Thursday, November 5, 2009

How to use AWK command

------------------------- How to Use AWK --------------------------


First, suppose you have a file called 'file1' that has 2 columns of numbers, and you want to make a new file called 'file2' that has columns 1 and 2 as before, but also adds a third column which is the ratio of the numbers in columns 1 and 2. Suppose you want the new 3-column file (file2) to contain only those lines with column 1 smaller than column 2. Either of the following two commands does what you want:

awk '$1 < $2 {print $0, $1/$2}' file1 > file2

-- or --

cat file1 | awk '$1 < $2 {print $0, $1/$2}' > file2


Suppose you have several thousand files you want to move into a new directory and rename by appending a .dat to the filenames.
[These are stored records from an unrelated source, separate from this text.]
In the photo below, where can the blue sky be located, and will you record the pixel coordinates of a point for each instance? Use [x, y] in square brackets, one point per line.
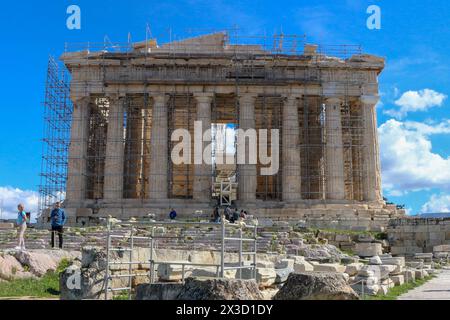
[413, 113]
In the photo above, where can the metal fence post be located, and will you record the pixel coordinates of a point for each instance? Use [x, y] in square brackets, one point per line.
[108, 244]
[130, 268]
[222, 254]
[240, 253]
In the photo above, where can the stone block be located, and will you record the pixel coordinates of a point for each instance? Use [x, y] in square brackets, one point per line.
[285, 263]
[353, 268]
[399, 261]
[409, 275]
[441, 248]
[398, 279]
[329, 267]
[304, 266]
[376, 260]
[368, 249]
[282, 275]
[265, 277]
[173, 272]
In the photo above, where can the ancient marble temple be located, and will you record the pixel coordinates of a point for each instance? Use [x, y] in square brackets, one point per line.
[127, 104]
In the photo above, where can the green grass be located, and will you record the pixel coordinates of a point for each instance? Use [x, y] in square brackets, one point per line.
[44, 287]
[395, 292]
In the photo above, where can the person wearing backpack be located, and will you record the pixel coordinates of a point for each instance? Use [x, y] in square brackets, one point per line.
[22, 226]
[58, 219]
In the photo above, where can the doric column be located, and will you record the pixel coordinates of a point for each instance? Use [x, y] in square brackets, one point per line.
[77, 166]
[291, 150]
[203, 171]
[247, 172]
[113, 182]
[134, 152]
[158, 177]
[372, 181]
[334, 175]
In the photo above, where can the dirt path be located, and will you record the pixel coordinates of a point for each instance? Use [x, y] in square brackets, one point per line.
[436, 289]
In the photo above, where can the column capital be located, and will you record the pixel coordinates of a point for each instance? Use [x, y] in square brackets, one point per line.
[204, 97]
[372, 100]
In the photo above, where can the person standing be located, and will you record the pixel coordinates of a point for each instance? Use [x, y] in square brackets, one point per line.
[58, 219]
[172, 214]
[22, 226]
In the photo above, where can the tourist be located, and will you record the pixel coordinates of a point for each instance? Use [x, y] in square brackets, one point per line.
[235, 215]
[228, 213]
[22, 226]
[216, 215]
[172, 214]
[57, 219]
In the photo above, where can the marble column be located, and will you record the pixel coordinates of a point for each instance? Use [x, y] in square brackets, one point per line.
[247, 172]
[334, 157]
[77, 162]
[113, 181]
[203, 172]
[291, 150]
[159, 149]
[372, 167]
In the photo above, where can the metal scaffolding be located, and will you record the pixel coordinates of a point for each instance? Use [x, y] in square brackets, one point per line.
[253, 60]
[56, 139]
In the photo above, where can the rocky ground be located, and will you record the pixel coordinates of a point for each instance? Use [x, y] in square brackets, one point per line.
[334, 264]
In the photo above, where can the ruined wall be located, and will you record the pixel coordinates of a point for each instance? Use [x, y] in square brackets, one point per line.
[414, 235]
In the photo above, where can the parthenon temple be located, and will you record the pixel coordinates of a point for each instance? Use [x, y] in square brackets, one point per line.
[127, 105]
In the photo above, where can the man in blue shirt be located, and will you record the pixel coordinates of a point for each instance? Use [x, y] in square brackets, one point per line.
[57, 219]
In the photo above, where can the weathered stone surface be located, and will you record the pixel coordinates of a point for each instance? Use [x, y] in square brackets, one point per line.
[265, 264]
[158, 291]
[409, 275]
[11, 269]
[173, 272]
[321, 253]
[380, 271]
[265, 277]
[316, 286]
[93, 257]
[398, 279]
[442, 248]
[90, 286]
[353, 268]
[42, 261]
[303, 266]
[283, 274]
[419, 274]
[375, 260]
[329, 267]
[368, 249]
[219, 289]
[285, 263]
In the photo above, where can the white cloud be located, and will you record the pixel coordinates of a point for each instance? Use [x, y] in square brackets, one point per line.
[408, 163]
[412, 101]
[437, 204]
[10, 197]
You could do this one by one (several hours), or use vi to make a decent command file to do it (several minutes), or use awk (several seconds). Suppose the files are named junk* (* is wildcard for any sequence of characters), and need to be moved to ../iraf and have a '.dat' appended to the name. To do this type

ls junk* | awk '{print "mv "$0" ../iraf/"$0".dat"}' | csh


More complex awk scripts need to be run from a file. The syntax for such cases is:

cat file1 | awk -f a.awk > file2

where file1 is the input file, file2 is the output file, and a.awk is a file containing awk commands. Examples below that contain more than one line of awk need to be run from files.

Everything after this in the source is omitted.